EDA follows a simple loop. We will walk each step on a small employee table.
- Look at the whole — size, columns, types, missing values (
shape,info). - Summarise the numbers — typical values and spread (
describe). - Univariate — study one column at a time (its distribution).
- Bivariate — study two columns together (do they relate?).
import pandas as pd
df = pd.DataFrame({
'dept': ['Eng', 'Eng', 'Sales', 'Sales', 'Eng', 'Sales'],
'experience': [5, 2, 8, 3, 10, 6],
'salary': [90, 60, 85, 45, 130, 70]
})Note: Output: (No output — just the table. Six employees with a department, years of experience, and salary in thousands. This is what we will explore.)
Step 1–2: the big picture and the number summary
describe() gives a one-shot summary of every numeric column: how many values, the average, the spread, and the smallest/largest. It is the fastest way to feel a dataset.
print(df.describe())Note: Output:
experience salary
count 6.000000 6.000000
mean 5.666667 80.000000
std 3.011091 28.982753
min 2.000000 45.000000
25% 3.500000 62.500000
50% 5.500000 77.500000
max 10.000000 130.000000
In one glance: experience runs 2–10 years (average 5.7), salary 45–130k (average 80, but a wide std of 29 — so salaries vary a lot). The 50%~ row is the median. Already we suspect salary is spread unevenly.
Step 3: univariate analysis (one column at a time)
Univariate means “one variable”. You look at a single column on its own to learn its distribution — where values cluster, and whether any outliers lurk. A histogram is the classic tool.

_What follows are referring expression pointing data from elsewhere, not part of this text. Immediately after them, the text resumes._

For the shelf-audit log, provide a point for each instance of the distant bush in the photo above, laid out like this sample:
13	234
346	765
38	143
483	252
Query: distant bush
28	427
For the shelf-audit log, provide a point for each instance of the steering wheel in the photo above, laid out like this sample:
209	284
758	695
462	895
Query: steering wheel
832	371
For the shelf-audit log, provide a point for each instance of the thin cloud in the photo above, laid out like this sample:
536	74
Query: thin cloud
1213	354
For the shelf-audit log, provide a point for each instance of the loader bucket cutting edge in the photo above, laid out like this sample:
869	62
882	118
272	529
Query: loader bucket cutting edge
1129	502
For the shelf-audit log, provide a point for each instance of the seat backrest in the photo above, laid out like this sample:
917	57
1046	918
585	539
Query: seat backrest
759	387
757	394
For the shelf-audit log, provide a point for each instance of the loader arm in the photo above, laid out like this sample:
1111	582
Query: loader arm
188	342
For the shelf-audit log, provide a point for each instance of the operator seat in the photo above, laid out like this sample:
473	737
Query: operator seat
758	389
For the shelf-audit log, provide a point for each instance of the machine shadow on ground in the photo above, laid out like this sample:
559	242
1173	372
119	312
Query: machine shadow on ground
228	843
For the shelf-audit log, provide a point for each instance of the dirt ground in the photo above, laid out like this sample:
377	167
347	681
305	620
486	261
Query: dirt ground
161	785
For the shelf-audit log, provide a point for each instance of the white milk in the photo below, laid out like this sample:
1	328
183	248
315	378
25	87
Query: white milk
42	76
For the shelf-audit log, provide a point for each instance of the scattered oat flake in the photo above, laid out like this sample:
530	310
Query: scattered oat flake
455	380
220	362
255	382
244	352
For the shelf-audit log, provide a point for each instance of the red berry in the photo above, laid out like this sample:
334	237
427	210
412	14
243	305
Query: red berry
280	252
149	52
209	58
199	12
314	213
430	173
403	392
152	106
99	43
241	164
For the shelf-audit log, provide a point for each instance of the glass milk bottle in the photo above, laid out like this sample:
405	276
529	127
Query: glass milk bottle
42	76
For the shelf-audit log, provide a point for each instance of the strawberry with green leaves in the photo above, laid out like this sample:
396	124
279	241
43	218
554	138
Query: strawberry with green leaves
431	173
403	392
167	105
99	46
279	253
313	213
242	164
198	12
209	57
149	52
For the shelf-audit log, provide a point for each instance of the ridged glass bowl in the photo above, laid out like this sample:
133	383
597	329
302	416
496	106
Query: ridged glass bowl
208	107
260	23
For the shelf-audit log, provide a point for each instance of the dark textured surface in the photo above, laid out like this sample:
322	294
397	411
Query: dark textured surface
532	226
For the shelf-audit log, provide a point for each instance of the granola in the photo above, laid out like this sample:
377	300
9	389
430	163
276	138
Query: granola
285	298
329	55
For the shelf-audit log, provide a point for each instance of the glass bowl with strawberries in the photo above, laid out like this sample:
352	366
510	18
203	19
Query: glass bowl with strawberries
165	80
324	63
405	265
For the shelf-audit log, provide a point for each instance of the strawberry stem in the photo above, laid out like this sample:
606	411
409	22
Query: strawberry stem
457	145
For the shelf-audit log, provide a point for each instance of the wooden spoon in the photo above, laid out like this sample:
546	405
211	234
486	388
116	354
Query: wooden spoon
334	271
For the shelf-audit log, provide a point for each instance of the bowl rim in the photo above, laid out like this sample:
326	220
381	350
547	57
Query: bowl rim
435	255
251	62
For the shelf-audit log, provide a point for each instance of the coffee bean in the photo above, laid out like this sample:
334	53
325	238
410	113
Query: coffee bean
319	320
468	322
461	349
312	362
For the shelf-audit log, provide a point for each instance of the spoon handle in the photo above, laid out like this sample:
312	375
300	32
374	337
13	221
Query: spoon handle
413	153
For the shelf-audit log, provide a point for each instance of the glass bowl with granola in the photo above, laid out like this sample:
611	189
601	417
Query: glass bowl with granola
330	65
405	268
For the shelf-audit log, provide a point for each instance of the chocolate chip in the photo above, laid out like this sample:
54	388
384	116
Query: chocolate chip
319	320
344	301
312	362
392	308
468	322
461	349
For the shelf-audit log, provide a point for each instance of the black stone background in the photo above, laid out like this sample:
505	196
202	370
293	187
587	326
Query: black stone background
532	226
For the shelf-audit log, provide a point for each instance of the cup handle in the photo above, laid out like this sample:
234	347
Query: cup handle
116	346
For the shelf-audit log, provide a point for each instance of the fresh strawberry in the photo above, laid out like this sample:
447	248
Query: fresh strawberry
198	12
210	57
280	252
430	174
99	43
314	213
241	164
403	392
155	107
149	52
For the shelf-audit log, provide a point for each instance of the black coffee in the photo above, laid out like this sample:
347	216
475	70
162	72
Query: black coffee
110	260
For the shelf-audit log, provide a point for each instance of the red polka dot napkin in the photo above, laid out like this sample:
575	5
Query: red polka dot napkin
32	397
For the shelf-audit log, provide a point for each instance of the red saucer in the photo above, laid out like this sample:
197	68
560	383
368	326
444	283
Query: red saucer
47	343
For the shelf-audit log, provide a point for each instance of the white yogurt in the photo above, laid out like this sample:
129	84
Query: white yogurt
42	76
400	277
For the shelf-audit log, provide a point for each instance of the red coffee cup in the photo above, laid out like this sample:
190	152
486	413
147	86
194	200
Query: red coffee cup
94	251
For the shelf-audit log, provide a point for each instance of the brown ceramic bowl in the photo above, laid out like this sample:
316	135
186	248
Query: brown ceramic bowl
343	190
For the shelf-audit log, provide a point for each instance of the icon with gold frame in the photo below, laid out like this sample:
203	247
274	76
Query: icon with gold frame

import matplotlib.pyplot as plt
df['salary'].plot(kind='hist', bins=5, title='Salary distribution')
plt.xlabel('Salary (thousands)')
plt.show()Note: Output: (A histogram with most bars between 45 and 90, and one lonely bar out near 130.) The lonely high bar at 130 is a possible outlier — one person earns far more than the rest. EDA just turned a hidden fact into a question: who is that, and should they skew our averages?
Step 4: bivariate analysis (two columns together)
Bivariate means “two variables”. Now you ask whether two columns relate. The quickest numeric tool is the correlation matrix; the quickest picture is a heatmap, where colour shows the strength of each correlation.
import seaborn as sns
import matplotlib.pyplot as plt
corr = df[['experience', 'salary']].corr()
sns.heatmap(corr, annot=True, cmap='coolwarm')
plt.title('Correlation heatmap')
plt.show()Note: Output:
(A 2×2 grid of coloured squares. The experience–salary squares are warm/red with the number 0.86 printed on them; the diagonal shows 1.0.)
annot=True printed the numbers; the warm colour and 0.86 say experience and salary rise together strongly. On a wide table with 20 columns, this single picture shows every pair’s relationship at once — which is why heatmaps are the signature EDA chart.
| EDA step | Question | Tools |
|---|---|---|
| Overview | How big? What types? Any gaps? | shape, info |
| Summary | What are typical values? | describe() |
| Univariate | How is one column spread? | histogram, value_counts() |
| Bivariate | Do two columns relate? | scatter, corr(), heatmap |
Tip: EDA is detective work, not report-writing. Print, chart, and ask “does that look right?” at every step. The questions you raise here (outliers? a strong correlation?) become the things you clean, test and model next.
Watch out: Do not skip straight to a model because the data “looks fine”. The 130k salary above would silently pull up averages and confuse a model. EDA catches problems like outliers and skew before they poison everything downstream.
Q. You make a scatter plot of two numeric columns to see if they move together. What kind of analysis is this?
✍️ Practice
- On any dataset, run
describe()and write one sentence about the spread of each numeric column. - Draw a histogram of one column (univariate) and a correlation heatmap of all numeric columns (bivariate), and note one thing each reveals.
🏠 Homework
- Take a real CSV and write a short EDA report: shape and types, a describe() summary, one histogram, and a correlation heatmap. End with two questions the exploration raised.